Чехов становился грустным, и уклончивым, и даже кротко-неприязненным, когда при нем начинали умствовать. Он торопился ускользнуть от разглагольствующего интеллигентски гостя к другому гостю, с которым сейчас же начинался легкий и чисто личный разговор, полный маленьких подробностей жизни и полный блесток веселой, легкой насмешки.
Если я верно помню, это было ранней осенью 1901 года, что я довольно часто бывал у Антона Павловича в гостях в Ялте, и тогда же познакомился с Максимом Горьким, еще походившим в эту пору на человека и на писателя, и тогда же мы были втроем у Льва Толстого, а через несколько дней я был у Толстого один. Меня поразило тогда коренное различие между двумя этими литературными знаменитостями: Чехов и Горький. Один - воплощение душевного изящества, уравномеренной скромности, при полном сознании своих высоких творческих качеств, и вежливость чувства, и деликатность во всем. Другой любопытство возбуждающий, частью даже и трогательный, но больше грубый, душевно угловатый и без надобности резкий человек - орангутанг, нет-нет да вдруг и пробуждающийся от животности, от звериности, когда при нем кто-нибудь скажет что-либо умное или занимательное. И скромный Чехов, которого Лев Николаевич и ценил и любил лично, был с Толстым поразительно ровен и говорил с этим великаном, умевшим быть и добрым пасечником, как равный с равным или как младший член одной и той же семьи, где в каждом члене семьи течет хорошая, честная кровь. Горький держался с Толстым то подобострастно, как неуместный пришлец, то развязно, как возомнивший о себе служка. Мои слова о Горьком резки не потому, что он сейчас играет презренную роль и не заслуживает более никакого разговора. Нет, резкие слова лишь кратко указывают на то, что было воистину, проступало не так разно, как звучит слово, но проступало с очевидностью.

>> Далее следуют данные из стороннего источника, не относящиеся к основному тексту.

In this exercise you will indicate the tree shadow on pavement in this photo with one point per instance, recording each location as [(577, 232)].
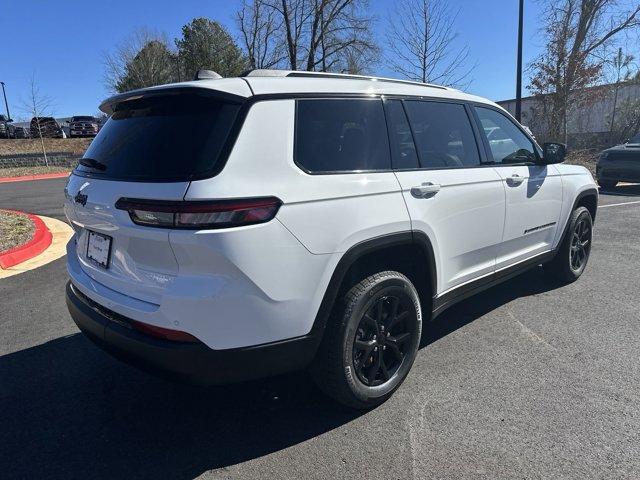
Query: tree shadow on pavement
[(70, 411)]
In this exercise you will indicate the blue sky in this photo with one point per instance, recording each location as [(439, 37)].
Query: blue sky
[(64, 47)]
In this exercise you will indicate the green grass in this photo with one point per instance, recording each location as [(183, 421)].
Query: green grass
[(15, 229)]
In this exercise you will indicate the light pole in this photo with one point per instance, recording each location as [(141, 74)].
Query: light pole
[(519, 67), (6, 104)]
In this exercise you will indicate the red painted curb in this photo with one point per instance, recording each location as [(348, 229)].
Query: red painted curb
[(26, 178), (39, 243)]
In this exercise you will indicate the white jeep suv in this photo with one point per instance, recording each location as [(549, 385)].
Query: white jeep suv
[(228, 229)]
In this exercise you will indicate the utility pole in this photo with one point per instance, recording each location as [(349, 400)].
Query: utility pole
[(519, 72), (6, 104)]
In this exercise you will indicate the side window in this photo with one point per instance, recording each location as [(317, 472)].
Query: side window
[(341, 135), (443, 134), (403, 150), (507, 142)]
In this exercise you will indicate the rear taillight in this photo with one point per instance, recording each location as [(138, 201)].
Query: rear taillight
[(163, 333), (200, 214)]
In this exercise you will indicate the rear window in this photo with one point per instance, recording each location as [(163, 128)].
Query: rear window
[(443, 135), (170, 138), (341, 135)]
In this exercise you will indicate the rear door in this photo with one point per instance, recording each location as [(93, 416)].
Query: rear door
[(149, 149), (450, 195), (533, 191)]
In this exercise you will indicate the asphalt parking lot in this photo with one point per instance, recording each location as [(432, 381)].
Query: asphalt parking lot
[(530, 379)]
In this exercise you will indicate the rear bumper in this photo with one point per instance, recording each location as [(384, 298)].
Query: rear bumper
[(187, 362)]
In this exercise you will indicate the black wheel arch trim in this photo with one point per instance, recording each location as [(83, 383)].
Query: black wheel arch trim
[(358, 251), (589, 192)]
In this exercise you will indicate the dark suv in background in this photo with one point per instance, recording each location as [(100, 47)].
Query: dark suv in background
[(619, 164), (83, 126), (6, 129), (49, 127)]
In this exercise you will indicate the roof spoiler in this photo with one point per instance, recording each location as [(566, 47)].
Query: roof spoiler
[(110, 104)]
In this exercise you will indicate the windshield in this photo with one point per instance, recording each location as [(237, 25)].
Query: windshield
[(168, 138)]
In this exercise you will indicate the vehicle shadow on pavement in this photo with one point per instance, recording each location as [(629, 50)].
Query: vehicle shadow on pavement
[(628, 190), (71, 411), (533, 282)]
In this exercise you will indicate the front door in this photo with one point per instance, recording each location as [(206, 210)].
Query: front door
[(456, 202), (533, 191)]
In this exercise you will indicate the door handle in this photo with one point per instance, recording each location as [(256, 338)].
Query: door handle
[(515, 179), (427, 189)]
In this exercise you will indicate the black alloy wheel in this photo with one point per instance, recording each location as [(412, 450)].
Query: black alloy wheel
[(580, 244), (383, 339)]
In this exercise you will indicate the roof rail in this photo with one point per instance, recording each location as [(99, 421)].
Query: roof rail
[(203, 74), (345, 76)]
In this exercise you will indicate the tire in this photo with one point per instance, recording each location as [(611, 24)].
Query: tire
[(573, 254), (608, 184), (364, 335)]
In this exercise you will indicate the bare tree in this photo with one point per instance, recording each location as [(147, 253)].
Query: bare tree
[(577, 32), (422, 39), (38, 105), (314, 35), (620, 70), (142, 60), (261, 34)]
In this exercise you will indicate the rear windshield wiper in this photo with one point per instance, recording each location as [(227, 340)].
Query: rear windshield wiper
[(92, 163)]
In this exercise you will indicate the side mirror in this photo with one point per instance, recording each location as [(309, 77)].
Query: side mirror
[(554, 153)]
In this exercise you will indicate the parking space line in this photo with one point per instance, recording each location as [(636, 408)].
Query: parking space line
[(618, 204)]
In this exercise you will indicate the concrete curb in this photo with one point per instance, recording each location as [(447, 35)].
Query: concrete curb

В те же дни Чехов однажды спросил меня: "Вы очень цените Горького?" Я ответил: "Не чрезмерно. Но он будит, и в нем есть грубая сила". Чехов сказал, смотря перед собой как бы вдаль: "Его слава продлится несколько лет. Потом эта мишура кончится". Ошибался кроткий Чехов, но лишь арифметически. Несколько лет затянулись, но по существу Чехов был в своем приговоре ясновидящим. Давно уже Горький как писатель более не существует. Это страшная мертвая маска самого себя. Далеко не все из тех, кто улыбается, и говорит, и делает мертвое дело злодеяний, в действительности живые. И мертвецы умеют ходить и говорить речи.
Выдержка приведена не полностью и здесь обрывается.